The sum of the first \(n\) terms of a series is given by the expression
\[\begin{equation*}
6 - \frac{2^{n+1}}{3^{n-1}}.
\end{equation*}\]

Let the sequence that we are summing be \((a_n)\) for \(n \ge 1\), so that
\[\begin{equation*}
a_1 + \dotsb + a_n = 6 - \frac{2^{n+1}}{3^{n-1}}
\end{equation*}\]
for every \(n \ge 1\).
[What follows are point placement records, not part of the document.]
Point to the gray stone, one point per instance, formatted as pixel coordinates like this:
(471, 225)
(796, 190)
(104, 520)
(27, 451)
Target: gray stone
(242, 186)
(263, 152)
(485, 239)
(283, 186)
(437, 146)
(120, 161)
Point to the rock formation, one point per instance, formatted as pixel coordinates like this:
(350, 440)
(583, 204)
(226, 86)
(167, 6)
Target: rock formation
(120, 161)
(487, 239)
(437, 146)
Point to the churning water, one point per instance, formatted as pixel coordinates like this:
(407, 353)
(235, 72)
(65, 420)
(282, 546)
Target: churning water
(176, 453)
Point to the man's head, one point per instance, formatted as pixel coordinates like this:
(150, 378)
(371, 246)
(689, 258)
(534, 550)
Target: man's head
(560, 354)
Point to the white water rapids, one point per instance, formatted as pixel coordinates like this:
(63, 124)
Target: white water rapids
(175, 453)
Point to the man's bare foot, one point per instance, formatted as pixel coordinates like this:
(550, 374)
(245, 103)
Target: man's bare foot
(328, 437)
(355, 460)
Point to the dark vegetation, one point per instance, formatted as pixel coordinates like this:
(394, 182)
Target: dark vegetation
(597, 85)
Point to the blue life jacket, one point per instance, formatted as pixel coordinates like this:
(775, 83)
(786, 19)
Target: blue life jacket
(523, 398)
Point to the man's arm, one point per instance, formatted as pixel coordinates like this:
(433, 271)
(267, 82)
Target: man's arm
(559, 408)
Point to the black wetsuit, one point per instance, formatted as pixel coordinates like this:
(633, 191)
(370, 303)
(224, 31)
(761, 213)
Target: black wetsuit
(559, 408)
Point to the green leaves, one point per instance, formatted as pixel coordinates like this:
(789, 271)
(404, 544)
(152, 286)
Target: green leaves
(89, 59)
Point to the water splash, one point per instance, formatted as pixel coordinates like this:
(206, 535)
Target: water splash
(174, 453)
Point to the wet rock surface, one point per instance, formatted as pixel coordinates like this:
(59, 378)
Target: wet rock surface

In particular,
\[\begin{equation*}
a_1 = 6 - \frac{2^2}{3^0} = 6 - 4 = 2,
\end{equation*}\]
and, for every \(n \ge 2\),
\[\begin{align*}
a_{n} = \left( a_1 + \dotsb + a_{n} \right) - \left( a_1 + \dotsb + a_{n-1} \right) &= \left( 6 - \frac{2^{n+1}}{3^{n-1}} \right) - \left( 6 - \frac{2^{n}}{3^{n-2}} \right) \\
&= \frac{2^{n}}{3^{n-2}} - \frac{2^{n+1}}{3^{n-1}} \\
&= \frac{2^{n}}{3^{n-2}} \left( 1 - \frac{2}{3} \right) \\
&= \frac{2^{n}}{3^{n-2}} \frac{1}{3} \\
&= \frac{2^{n}}{3^{n-1}} \\
&= 2 \left( \frac{2}{3} \right)^{n-1}.
\end{align*}\]
By finding an expression for the \(n\)th term of the series, or otherwise, show that this is a geometric series, and state the values of the first term and the common ratio.

Thus, \((a_n)\) is a geometric progression with first term \(a_1 = 2\) and common ratio \(\dfrac{2}{3}\).